Der begünstigte Vindikationslegatar kann daher zum Nachweis seiner Rechtsstellung ein Europäisches Nachlasszeugnis beantragen und dieses gegenüber Behörden und Banken als Nachweis seiner Rechtsstellung vorlegen. Eine Übertragung von den Erben auf den Vermächtnisnehmer und evtl. anfallende Beurkundungen sollen damit entfallen.

Was aufgrund der verfahrensrechtlichen Erleichterung für viele direkt am Nachlass berechtigte Vermächtnisnehmer Erleichterung verspricht, ist jedoch auch nach der EuGH-Entscheidung im Zusammenhang mit vermachten Grundstücken bis heute mit erheblichen Schwierigkeiten verbunden.

Das deutsche Grundbuchrecht akzeptiert nämlich bislang das Europäische Nachlasszeugnis lediglich als "Nachweis der Erbfolge", § 35 Abs. 1 S. 1 GBO und nicht als Nachweis der Stellung eines Vermächtnisnehmers.

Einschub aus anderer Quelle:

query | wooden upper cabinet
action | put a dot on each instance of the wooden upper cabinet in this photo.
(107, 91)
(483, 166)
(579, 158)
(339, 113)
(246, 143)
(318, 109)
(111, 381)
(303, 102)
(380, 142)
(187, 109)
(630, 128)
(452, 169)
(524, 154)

Wie in der Praxis damit umzugehen ist, ist fraglich. Denkbar wäre, den § 35 Abs. 1 GBO analog anzuwenden oder den Begriff der "Erbfolge" in § 35 Abs. 1 GBO unionskonform auszulegen, wonach auch die Einzelrechtsnachfolge von diesem Begriff umfasst sein soll. Möglich wäre auch, das Europäische Nachlasszeugnis als Unrichtigkeitsnachweis nach § 22 GBO zur Grundbuchberichtigung genügen zu lassen.